Trabalho Escravo ainda Existe!!!

O Plano Municipal de Prevenção e Erradicação ao Trabalho Escravo foi lançado às 9h do dia 24 de agosto de 2022,  no auditório Monsenhor Lindolfo Uchoa, em Barras-PI.

O plano é uma iniciativa popular e traz propostas que envolvem questões relacionadas à educação, saúde, saneamento básico e geração de emprego e renda, por exemplo, como forma de prevenir a migração forçada e a prática do trabalho escravo.

Mesmo após 134 anos da abolição da escravatura essa prática perversa ainda é encontrada nos dias de hoje e identificada como trabalho escravo contemporâneo. De acordo com o Ministério Público do Trabalho- MPT, no ano de 2021 mais de 2 mil pessoas foram resgatadas no Brasil. Em 2022, só no estado do Piauí, até agosto já foram resgatados  63 trabalhadores.

As características do trabalho escravo contemporâneo são identificadas como trabalho forcado, jornada exaustiva, servidão por dívida e situação degradante,  podemos constatar algumas dessas características abaixo, no trecho depoimento de Francisco Félix, trabalhador do município de Barras, resgatado do trabalho escravo na fazenda Brasil verde no Pará, no ano de 2000:

“A vida do trabalho escravo eu já passei por isso. Veio o gato aqui com as falsas promessas pra gente e daqui do município de Barras fomos 95 pessoas… aqui ele contou uma história e quando chegamos lá foi totalmente diferente… com três dias que já estávamos num barraco coberto com casca de pau, apareceu alguém e todo mundo já estava desmaiando de fome. Ai fomos trabalhar e passando necessidade, fiscalizados 24h por homens armados, ninguém podia ir na cidade comprar um creme dental porque não deixavam… era humilhante, podia estar chovendo ou não jogavam a agente no campo de trabalho. Nosso almoço era um pouco de arroz molhado com água de feijão e macaxeira…”
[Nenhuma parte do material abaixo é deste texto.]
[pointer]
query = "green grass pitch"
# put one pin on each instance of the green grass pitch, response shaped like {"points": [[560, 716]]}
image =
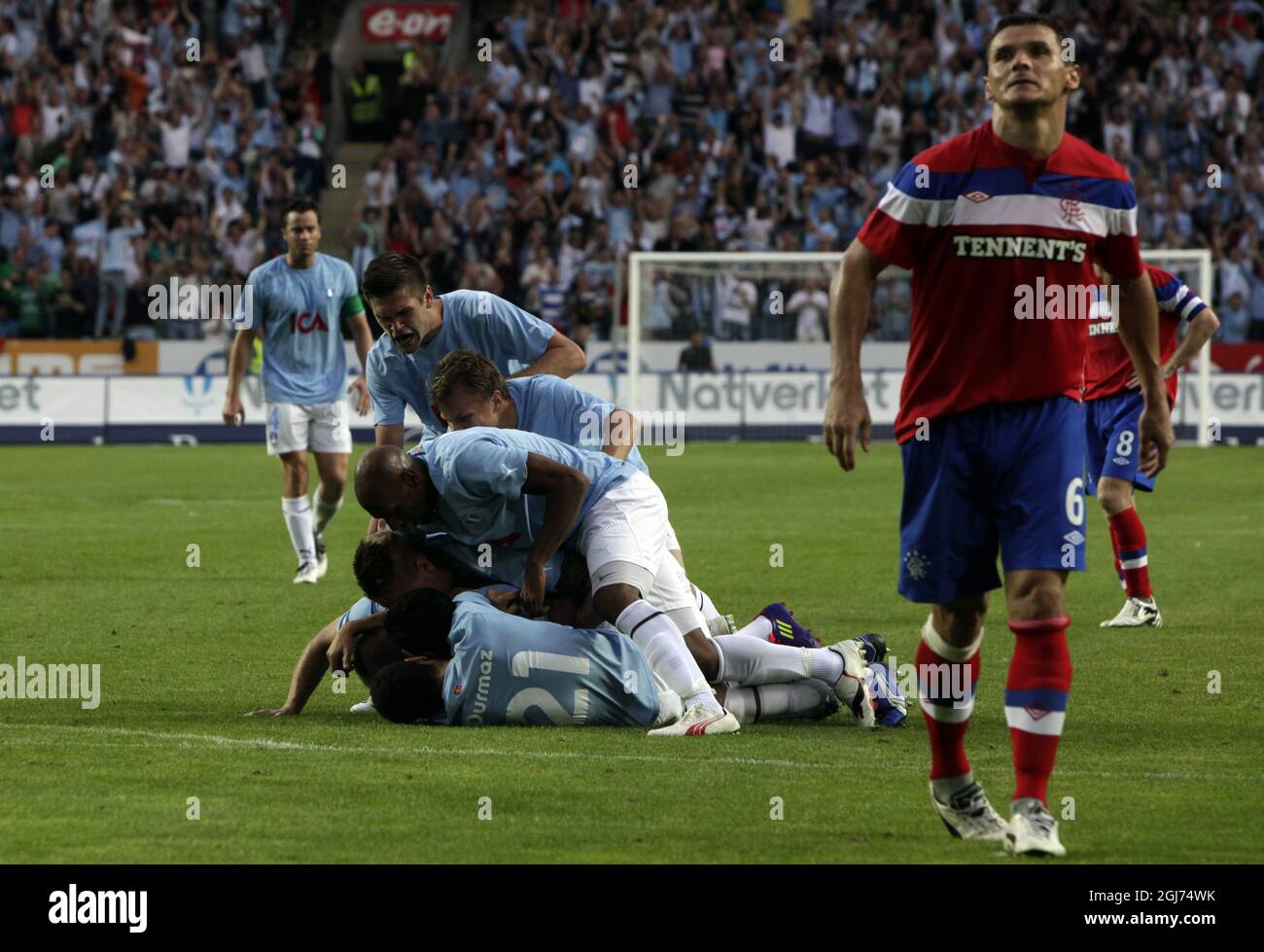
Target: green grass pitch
{"points": [[92, 565]]}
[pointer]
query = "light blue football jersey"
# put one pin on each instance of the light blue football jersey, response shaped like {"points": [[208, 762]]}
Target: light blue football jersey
{"points": [[510, 670], [359, 611], [479, 473], [498, 565], [474, 320], [559, 409], [298, 312]]}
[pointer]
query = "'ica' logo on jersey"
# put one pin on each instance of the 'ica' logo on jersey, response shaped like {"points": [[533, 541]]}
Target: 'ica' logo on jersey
{"points": [[306, 323]]}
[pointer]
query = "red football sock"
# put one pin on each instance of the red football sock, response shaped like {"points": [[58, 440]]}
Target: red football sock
{"points": [[947, 690], [1129, 538], [1113, 544], [1036, 700]]}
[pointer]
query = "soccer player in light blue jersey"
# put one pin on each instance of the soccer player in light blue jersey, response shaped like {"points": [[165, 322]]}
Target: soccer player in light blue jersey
{"points": [[473, 664], [484, 484], [420, 328], [468, 391], [387, 567], [295, 303]]}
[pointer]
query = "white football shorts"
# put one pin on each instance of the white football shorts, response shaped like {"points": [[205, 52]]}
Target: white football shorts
{"points": [[623, 540], [298, 428]]}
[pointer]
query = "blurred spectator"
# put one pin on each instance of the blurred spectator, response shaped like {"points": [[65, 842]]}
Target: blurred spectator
{"points": [[118, 264], [808, 306], [698, 354], [366, 102], [1235, 320]]}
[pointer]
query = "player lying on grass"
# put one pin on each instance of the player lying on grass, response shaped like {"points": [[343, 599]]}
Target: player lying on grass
{"points": [[1112, 446], [471, 662], [469, 391], [478, 484], [388, 565], [391, 564]]}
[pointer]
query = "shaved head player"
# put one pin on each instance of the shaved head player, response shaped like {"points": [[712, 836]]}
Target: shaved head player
{"points": [[990, 422]]}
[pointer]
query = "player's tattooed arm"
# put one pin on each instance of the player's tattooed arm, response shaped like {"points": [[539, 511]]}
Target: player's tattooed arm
{"points": [[239, 358], [307, 674], [564, 489], [561, 358], [847, 415]]}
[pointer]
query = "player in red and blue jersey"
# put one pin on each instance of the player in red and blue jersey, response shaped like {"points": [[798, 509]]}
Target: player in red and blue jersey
{"points": [[1111, 407], [1000, 227]]}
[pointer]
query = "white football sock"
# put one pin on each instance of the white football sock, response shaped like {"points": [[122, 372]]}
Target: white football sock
{"points": [[706, 606], [759, 628], [664, 648], [325, 511], [756, 661], [771, 702], [298, 521]]}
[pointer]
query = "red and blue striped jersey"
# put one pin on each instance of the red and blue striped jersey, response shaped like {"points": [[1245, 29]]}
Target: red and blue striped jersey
{"points": [[982, 224]]}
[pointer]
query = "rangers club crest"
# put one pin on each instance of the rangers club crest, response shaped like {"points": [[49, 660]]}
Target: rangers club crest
{"points": [[917, 564], [1072, 206]]}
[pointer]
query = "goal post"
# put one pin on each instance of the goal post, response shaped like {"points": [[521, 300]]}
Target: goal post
{"points": [[696, 277]]}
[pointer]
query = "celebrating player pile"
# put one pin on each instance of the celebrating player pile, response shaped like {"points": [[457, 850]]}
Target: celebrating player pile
{"points": [[990, 420]]}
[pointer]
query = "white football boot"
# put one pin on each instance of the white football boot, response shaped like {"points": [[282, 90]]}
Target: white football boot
{"points": [[308, 572], [321, 558], [696, 721], [721, 624], [1033, 829], [852, 688], [969, 816], [1136, 614]]}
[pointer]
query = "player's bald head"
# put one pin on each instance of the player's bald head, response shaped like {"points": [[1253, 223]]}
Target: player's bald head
{"points": [[375, 468], [391, 484]]}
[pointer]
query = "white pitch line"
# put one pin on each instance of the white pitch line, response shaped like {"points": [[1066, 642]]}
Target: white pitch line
{"points": [[266, 744]]}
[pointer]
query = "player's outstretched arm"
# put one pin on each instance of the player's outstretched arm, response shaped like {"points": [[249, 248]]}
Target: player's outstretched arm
{"points": [[1201, 329], [307, 674], [363, 337], [620, 434], [239, 359], [561, 358], [564, 489], [847, 412], [341, 649], [1139, 333]]}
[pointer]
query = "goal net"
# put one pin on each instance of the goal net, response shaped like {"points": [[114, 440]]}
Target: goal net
{"points": [[762, 317]]}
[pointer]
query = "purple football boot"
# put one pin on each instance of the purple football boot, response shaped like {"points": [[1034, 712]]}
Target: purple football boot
{"points": [[787, 630]]}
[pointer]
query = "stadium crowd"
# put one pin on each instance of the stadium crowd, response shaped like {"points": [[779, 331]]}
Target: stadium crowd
{"points": [[753, 125]]}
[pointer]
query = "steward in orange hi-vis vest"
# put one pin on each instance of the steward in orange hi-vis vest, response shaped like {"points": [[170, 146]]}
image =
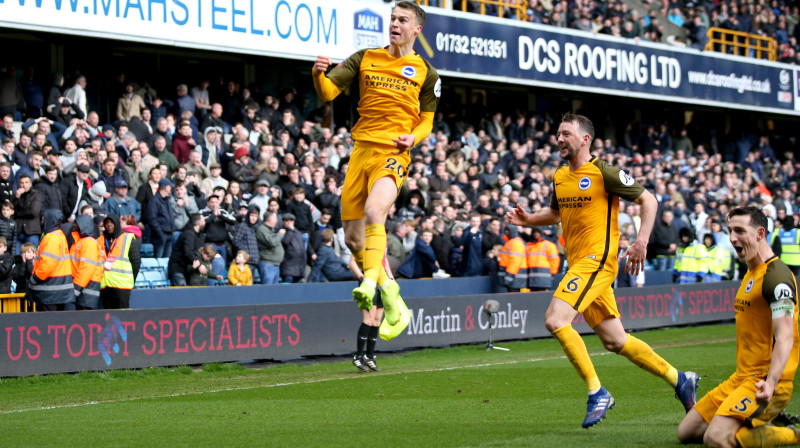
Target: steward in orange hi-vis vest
{"points": [[87, 264], [50, 286]]}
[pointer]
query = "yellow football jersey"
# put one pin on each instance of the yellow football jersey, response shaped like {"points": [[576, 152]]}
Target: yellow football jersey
{"points": [[588, 201], [754, 335], [393, 92]]}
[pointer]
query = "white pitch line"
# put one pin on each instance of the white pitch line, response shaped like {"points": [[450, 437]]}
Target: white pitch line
{"points": [[297, 383]]}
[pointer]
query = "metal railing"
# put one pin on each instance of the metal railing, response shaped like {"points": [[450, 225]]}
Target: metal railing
{"points": [[518, 8], [742, 44], [15, 303]]}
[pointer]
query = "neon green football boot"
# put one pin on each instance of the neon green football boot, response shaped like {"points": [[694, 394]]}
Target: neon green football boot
{"points": [[389, 295]]}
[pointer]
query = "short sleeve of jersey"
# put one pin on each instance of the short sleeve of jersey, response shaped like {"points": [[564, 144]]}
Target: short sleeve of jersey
{"points": [[431, 90], [553, 197], [619, 182], [343, 74], [779, 283]]}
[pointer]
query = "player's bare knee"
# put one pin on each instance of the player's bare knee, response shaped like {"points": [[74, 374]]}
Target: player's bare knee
{"points": [[613, 345], [552, 324], [375, 214], [716, 438]]}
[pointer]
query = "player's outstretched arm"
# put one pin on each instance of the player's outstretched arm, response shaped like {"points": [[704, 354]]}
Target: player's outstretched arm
{"points": [[783, 327], [637, 252], [325, 88], [544, 217]]}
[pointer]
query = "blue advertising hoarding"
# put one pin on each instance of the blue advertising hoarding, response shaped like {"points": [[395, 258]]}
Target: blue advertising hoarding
{"points": [[476, 47]]}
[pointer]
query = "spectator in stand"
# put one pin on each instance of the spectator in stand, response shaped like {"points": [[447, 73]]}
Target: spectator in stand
{"points": [[421, 262], [200, 270], [214, 180], [242, 170], [33, 168], [23, 267], [294, 260], [121, 203], [28, 203], [270, 248], [213, 119], [183, 206], [161, 220], [217, 222], [111, 174], [664, 242], [239, 274], [185, 252], [209, 148], [87, 264], [328, 266], [183, 143], [6, 267], [130, 104], [6, 127], [184, 101], [49, 190], [298, 208], [8, 226], [244, 234]]}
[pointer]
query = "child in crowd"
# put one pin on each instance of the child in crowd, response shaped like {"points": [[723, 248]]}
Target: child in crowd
{"points": [[201, 268], [239, 274], [6, 267], [8, 227], [23, 269]]}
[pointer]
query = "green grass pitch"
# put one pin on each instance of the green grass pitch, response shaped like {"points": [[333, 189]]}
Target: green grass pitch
{"points": [[462, 396]]}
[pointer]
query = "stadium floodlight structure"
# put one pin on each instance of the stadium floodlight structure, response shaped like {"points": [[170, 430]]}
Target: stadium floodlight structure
{"points": [[491, 307]]}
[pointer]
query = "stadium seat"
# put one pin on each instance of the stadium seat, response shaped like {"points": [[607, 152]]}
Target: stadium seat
{"points": [[147, 250], [141, 282], [157, 279], [150, 264], [163, 262]]}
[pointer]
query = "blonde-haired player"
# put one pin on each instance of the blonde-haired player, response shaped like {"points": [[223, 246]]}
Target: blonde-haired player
{"points": [[399, 94]]}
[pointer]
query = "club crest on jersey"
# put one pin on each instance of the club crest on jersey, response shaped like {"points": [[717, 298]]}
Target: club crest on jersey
{"points": [[783, 292], [625, 178]]}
Contra o trabalho escravo há políticas de repressão e fiscalização consolidadas que respondem parte dessa demanda, já a prevenção fica a desejar. O Plano Municipal de Barras irá contribuir para a redução da prática do trabalho escravo no município bem como ampliar as possibilidades de políticas públicas voltadas para a prevenção.

A Comissão Pastoral da Terra juntamente com Comissão de prevenção do trabalho escravo do município, representantes da Igreja, sindicato de trabalhadores rurais, comunidades e assentamentos de Barras começaram se reunir e pensar estratégias de enfrentamento à prática do trabalho escravo tão presente na região. Depois de várias discussões e reflexões das alternativas possíveis, surge o plano Municipal de Prevenção e Erradicação do Trabalho Escravo de Barras-PI.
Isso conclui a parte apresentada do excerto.